Светлый фон

На первом этаже настроение мое улучшилось. На улице, залитой последними лучами солнца, я почувствовал себя почти нормально.

Почти. Я до сих пор оставался пленником своей вины. Я хотел поехать домой и выяснить еще кое-какие подробности отношений Кмузу с Абу Адилем, но неожиданно для себя выбрал иной маршрут. Когда прозвучал вечерний призыв к молитве, я оставил машину на улице Сук-эль-Хемис, где находилась небольшая мечеть. Впервые за многие годы я молился со всей искренностью.

Чувство общности с теми, кто пришел вместе со мной в этот храм, не избавило меня от сомнений и угрызений совести. Я и не думал, что они исчезнут здесь. Тем не менее, как в детстве, я ощущал тепло причастности к тайне. Первый раз за все время своего пребывания в городе я приблизился к Аллаху в смирении, и мои молитвы, полные искреннего раскаяния, могли достигнуть Его слуха.

После службы я подошел к имаму. Мы разговорились, и он сказал, что я хорошо сделал, что пришел сюда помолиться. Я был благодарен ему, он не отчитал меня, а позволил чувствовать себя здесь как дома.

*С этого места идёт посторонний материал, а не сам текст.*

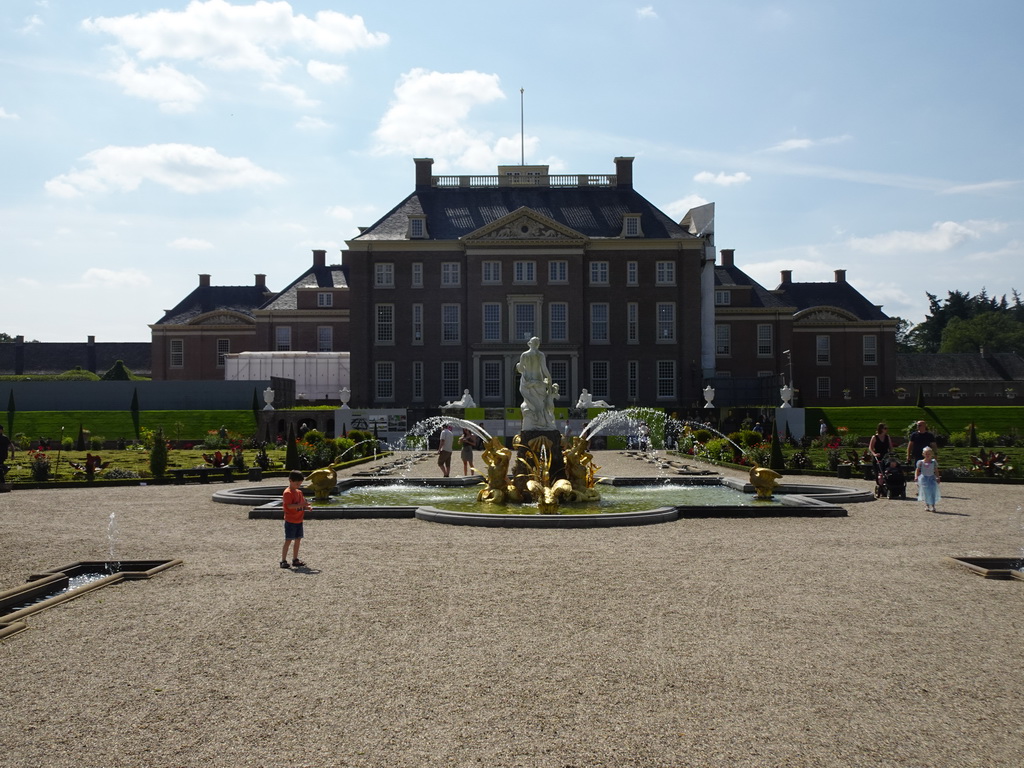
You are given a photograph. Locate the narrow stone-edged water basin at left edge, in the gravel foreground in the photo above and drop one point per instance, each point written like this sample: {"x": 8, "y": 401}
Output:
{"x": 50, "y": 588}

— Я хотел спросить еще об одной вещи, о уважаемый.

— Слушаю.

— Сегодня я убил человека.

Он не выказал особого удивления. Несколько секунд он поглаживал свою длинную бороду.

— Расскажи мне, почему ты это сделал, — наконец произнес он.

Я рассказал ему о Яварски, о том, скольких он застрелил до приезда в город, об убийстве Шакнахая.

— Он был подлецом, — сказал я наконец, — но теперь я все равно чувствую себя преступником.

Имам положил руку на мое плечо.

— В суре о корове, — заговорил он, — говорится о возмездии за убийство. То, что ты сделал, в глазах Аллаха не преступление, а похвальное деяние.

Я поглядел старику в глаза. Он не просто старался меня успокоить и освободить от угрызений совести. Он цитировал священную Книгу в том виде, как она была явлена Пророку. Я знал упомянутую имамом суру Корана, но мне нужно было услышать это из уст уважаемого человека. Тут я почувствовал, что прощен, и едва не заплакал от благодарности.

Я вышел из мечети в противоречивом настроении: во мне все еще бушевала жажда мести Абу Адилю и Умм Саад, но в то же время я ощущал неописуемую радость и умиротворение. Перед тем как отправиться домой, я решил сделать еще одно дело.

Когда я вошел в клуб, Чири работала в вечернюю смену. Я сел на свое обычное место за стойкой.

— «Белую смерть»? — спросила она.

— Нет, — сказал я. — Я ненадолго, Чири. У тебя найдется соннеин?

Она удивленно поглядела на меня:

— Кажется, нет. Что это с твоей рукой?